I have been working with the projpred package lately and I don’t feel very confident with the results. I started using stepwise regression when I found this package, and I think is the tool I need. I have 39 variables/features (x1,x2,x3,…,x39) and I want to reproduce the response variable y. My prior knowledge is that some of the variables may be not relationated with y, and some of them are highly correlationated with the others, so the information the carry is redundant.
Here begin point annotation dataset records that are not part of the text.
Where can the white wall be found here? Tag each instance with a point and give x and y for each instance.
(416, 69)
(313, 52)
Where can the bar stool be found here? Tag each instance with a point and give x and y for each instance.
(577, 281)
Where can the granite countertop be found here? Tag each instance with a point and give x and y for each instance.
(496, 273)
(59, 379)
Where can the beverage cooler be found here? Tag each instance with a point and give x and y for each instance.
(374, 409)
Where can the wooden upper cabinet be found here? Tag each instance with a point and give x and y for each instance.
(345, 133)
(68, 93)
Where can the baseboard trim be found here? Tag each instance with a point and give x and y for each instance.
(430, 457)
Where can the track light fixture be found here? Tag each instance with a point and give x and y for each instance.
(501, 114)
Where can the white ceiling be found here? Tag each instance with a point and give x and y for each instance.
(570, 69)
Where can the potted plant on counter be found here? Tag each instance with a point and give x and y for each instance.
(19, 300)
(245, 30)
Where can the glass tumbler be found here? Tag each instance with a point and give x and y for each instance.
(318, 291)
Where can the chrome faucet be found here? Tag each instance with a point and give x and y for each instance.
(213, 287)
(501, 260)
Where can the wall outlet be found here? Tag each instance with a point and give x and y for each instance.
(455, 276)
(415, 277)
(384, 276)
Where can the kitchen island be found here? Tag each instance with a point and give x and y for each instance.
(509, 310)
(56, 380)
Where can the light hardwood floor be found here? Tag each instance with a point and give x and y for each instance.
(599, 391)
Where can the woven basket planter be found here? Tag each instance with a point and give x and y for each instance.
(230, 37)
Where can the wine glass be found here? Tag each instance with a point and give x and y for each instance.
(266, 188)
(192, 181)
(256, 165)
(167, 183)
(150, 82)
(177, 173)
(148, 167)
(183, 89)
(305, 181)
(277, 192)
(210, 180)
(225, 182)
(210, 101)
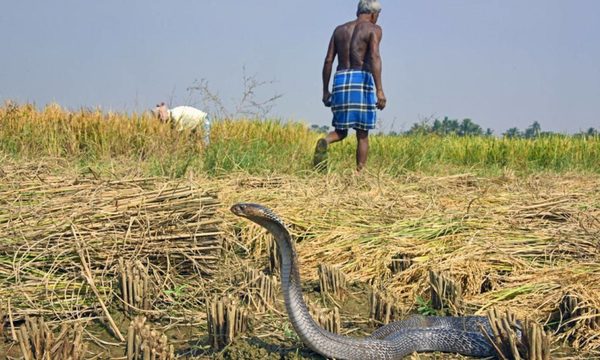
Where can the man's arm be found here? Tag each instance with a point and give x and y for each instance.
(327, 67)
(374, 41)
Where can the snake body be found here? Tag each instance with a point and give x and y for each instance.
(463, 335)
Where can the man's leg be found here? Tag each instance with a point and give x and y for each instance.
(336, 135)
(320, 158)
(362, 149)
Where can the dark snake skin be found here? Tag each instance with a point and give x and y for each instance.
(463, 335)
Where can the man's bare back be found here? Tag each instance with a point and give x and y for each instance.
(356, 46)
(357, 89)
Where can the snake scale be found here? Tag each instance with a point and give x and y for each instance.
(463, 335)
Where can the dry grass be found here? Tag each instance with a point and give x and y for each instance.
(512, 243)
(517, 243)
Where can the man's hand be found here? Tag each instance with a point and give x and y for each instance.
(381, 100)
(327, 98)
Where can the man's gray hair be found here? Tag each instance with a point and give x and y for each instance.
(368, 7)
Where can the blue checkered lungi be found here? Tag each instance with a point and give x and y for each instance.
(353, 100)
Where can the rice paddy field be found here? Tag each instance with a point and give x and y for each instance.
(116, 239)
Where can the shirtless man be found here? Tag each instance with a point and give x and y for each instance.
(357, 91)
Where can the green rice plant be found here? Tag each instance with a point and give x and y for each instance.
(256, 146)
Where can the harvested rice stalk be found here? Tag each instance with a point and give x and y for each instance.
(329, 319)
(273, 255)
(446, 295)
(145, 343)
(332, 281)
(226, 320)
(578, 318)
(137, 287)
(38, 342)
(515, 340)
(261, 289)
(383, 307)
(399, 263)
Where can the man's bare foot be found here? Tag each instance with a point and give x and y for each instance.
(320, 157)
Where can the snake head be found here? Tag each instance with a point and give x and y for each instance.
(255, 212)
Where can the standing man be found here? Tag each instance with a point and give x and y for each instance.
(357, 91)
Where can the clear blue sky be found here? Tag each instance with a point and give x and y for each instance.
(502, 63)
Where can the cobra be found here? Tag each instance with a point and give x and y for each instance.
(464, 335)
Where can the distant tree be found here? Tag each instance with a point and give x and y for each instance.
(533, 130)
(320, 129)
(445, 127)
(469, 128)
(513, 133)
(420, 128)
The idea is then to find a minimal subset of the variables to reproduce the y value.
I tried with the horseshoe prior as indicated by Piironen and Vehtari (2017):
formula <- y ~ x1 + x2 + x3 + x4 + x5 + x6 + x7 + x8 + x9 + x10 + x11 + x12 + x13 + x14 + x15 + x16 + x17 + x18 + x19 + x20 + x21 + x22 + x23 + x24 + x25 + x26 + x27 + x28 + x29 + x30 + x31 + x32 + x33 + x34 + x35 + x36 + x37 + x38 + x39
n <- nrow(data)
D <- 39 # number of parameters
p0 <- 15 # prior guess for the number of relevant variables
tau0 <- p0/(D-p0) * 1/sqrt(n)
fit <- brm(formula, family=gaussian(), data=data,
prior=prior(horseshoe(scale_global = tau0, scale_slab = 1), class=b),
seed=123456789, chains=4, iter=2000, warmup=1000,
control=list(max_treedepth=12,adapt_delta=0.99), save_pars=save_pars(all=TRUE))
The results, with mcmc_intervals, are:
(the order of the variables is the one got by cv_varsel, see later) Note the high dispersion/error on the Intercept. This is a problem I think, since the range of my response variable is range(y) = [-1.58 , 0.37], so I don’t know if I can be confident about the predictions for y with that uncertainty.
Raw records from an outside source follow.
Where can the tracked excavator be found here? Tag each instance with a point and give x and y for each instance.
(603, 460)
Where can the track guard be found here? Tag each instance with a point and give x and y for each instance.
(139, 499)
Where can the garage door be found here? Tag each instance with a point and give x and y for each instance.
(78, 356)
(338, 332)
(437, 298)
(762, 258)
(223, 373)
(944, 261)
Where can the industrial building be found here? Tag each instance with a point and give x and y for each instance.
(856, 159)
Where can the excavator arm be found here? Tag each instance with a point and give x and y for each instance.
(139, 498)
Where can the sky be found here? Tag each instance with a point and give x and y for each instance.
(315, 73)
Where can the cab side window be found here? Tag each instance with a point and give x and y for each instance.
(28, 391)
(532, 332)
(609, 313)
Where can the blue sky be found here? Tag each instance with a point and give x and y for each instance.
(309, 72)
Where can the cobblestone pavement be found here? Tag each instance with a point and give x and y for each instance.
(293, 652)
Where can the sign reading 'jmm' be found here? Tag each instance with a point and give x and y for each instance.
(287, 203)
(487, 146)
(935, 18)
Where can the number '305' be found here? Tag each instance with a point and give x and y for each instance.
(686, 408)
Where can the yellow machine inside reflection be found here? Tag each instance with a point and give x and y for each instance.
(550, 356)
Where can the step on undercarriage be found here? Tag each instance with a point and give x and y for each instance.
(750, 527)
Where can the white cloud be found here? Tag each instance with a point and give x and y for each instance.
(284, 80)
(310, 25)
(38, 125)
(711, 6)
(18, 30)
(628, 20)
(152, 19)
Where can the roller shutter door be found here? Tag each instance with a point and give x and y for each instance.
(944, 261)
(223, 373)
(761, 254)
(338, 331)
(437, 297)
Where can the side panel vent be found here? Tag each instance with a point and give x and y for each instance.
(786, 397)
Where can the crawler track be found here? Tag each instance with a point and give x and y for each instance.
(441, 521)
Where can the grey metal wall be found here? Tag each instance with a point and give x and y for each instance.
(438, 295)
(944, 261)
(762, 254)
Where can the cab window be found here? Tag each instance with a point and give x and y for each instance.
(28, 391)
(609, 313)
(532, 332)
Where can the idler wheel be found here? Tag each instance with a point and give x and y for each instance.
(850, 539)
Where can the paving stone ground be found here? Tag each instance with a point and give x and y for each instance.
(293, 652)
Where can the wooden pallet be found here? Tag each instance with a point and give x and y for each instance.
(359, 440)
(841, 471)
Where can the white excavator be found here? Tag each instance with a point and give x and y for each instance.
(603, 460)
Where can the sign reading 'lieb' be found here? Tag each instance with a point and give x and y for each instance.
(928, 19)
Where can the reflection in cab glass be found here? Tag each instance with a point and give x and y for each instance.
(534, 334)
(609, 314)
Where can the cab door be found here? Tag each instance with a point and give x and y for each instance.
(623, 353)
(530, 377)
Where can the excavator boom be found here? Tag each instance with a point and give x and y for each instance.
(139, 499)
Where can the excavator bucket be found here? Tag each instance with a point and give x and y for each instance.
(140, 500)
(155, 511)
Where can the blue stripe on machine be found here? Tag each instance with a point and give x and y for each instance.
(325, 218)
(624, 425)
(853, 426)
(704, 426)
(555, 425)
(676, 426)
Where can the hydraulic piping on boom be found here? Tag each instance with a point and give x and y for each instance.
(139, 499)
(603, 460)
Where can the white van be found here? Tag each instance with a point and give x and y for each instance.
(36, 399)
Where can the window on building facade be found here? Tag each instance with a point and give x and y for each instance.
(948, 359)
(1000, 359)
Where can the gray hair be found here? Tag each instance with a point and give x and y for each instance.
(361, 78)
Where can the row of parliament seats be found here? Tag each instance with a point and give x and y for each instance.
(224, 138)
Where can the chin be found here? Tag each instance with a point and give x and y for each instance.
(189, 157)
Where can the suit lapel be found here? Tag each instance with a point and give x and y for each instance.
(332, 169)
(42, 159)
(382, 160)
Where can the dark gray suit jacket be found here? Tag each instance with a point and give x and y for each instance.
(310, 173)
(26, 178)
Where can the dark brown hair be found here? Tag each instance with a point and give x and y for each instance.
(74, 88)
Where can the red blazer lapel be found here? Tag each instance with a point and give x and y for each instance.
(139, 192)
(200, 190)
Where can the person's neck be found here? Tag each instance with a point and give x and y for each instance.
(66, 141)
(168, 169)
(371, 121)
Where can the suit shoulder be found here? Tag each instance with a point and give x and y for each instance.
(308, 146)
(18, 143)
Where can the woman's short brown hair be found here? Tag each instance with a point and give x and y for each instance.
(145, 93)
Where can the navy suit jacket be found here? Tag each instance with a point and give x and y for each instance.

Let’s go to proper projpred. I construct the reference model and use the cv_varsel function:
refmodel <- get_refmodel(fit)
vs <- cv_varsel(refmodel, method = "forward", nterms_max = 50)
plot(vs, stats = c('elpd', 'rmse'))
I get this plot, and using the suggest_size function with ‘elpd’ or ‘rmse’, it suggests me to use 19 variables. So, now:
proj <- project(vs, nterms = 19, ns = 500)
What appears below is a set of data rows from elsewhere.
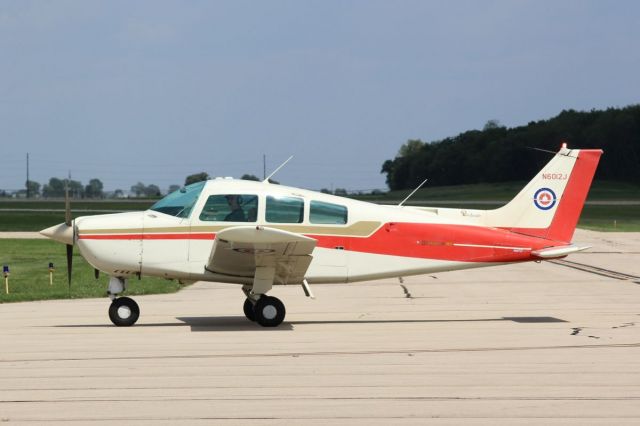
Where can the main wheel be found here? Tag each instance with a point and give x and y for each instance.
(269, 311)
(248, 310)
(124, 312)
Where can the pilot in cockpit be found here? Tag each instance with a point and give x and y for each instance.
(236, 214)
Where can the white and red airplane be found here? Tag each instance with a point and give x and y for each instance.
(258, 235)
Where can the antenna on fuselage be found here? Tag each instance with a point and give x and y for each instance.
(413, 192)
(276, 170)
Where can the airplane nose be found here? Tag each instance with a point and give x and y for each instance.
(62, 233)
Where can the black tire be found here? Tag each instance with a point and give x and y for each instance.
(269, 311)
(248, 310)
(124, 312)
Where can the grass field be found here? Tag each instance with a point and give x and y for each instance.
(29, 279)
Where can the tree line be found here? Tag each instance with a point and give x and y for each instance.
(500, 154)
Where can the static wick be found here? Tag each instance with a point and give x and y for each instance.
(51, 269)
(6, 273)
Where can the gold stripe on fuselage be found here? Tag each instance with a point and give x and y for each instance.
(358, 229)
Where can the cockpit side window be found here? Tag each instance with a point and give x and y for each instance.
(230, 208)
(285, 209)
(179, 203)
(327, 213)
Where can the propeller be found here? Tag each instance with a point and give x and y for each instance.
(69, 223)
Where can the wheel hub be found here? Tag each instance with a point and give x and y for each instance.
(124, 312)
(269, 312)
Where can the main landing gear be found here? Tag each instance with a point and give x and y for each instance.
(124, 311)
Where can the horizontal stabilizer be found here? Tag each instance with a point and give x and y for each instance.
(559, 251)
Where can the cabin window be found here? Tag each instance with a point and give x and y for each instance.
(285, 209)
(230, 208)
(327, 213)
(179, 203)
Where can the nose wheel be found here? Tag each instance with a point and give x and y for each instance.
(124, 312)
(269, 311)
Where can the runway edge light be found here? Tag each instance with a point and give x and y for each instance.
(5, 273)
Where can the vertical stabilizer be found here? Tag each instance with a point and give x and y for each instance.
(549, 206)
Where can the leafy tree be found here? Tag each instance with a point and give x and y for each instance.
(197, 177)
(138, 189)
(94, 189)
(76, 190)
(491, 124)
(55, 188)
(499, 154)
(33, 188)
(152, 191)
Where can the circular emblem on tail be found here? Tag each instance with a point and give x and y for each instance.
(544, 199)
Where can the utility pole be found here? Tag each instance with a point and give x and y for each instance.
(28, 192)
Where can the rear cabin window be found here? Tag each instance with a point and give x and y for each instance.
(327, 213)
(285, 209)
(179, 203)
(230, 208)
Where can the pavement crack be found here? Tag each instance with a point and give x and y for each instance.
(407, 294)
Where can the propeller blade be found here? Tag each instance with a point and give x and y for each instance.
(67, 206)
(69, 264)
(68, 222)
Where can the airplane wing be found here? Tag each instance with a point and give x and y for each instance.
(558, 251)
(253, 251)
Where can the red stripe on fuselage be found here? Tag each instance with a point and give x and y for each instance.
(463, 243)
(182, 236)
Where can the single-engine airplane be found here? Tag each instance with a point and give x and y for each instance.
(257, 235)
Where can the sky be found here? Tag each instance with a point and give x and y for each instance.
(152, 91)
mcmc_intervals(as.matrix(proj))
The Intercept has a large dispersion again, and some of the coefficients (x31, x13) are nearly zero! I don’t feel very confident about this.
Finally, I plot the predictions using the reference model (blue x) and the submodel (black dots) versus the original y values, with the 1:1 relationship:
So it seems like projpred did a good job, reproducing with the submodel the predictions of the reference model. But I think it could be better, with less dispersion (i.e. the predictions closer to the 1:1 line), and better coefficients (that is, less dispersion for the intercept, coeffs nearly zero?, etc.)
Does someone know if I can do better? May be a problem with the reference model?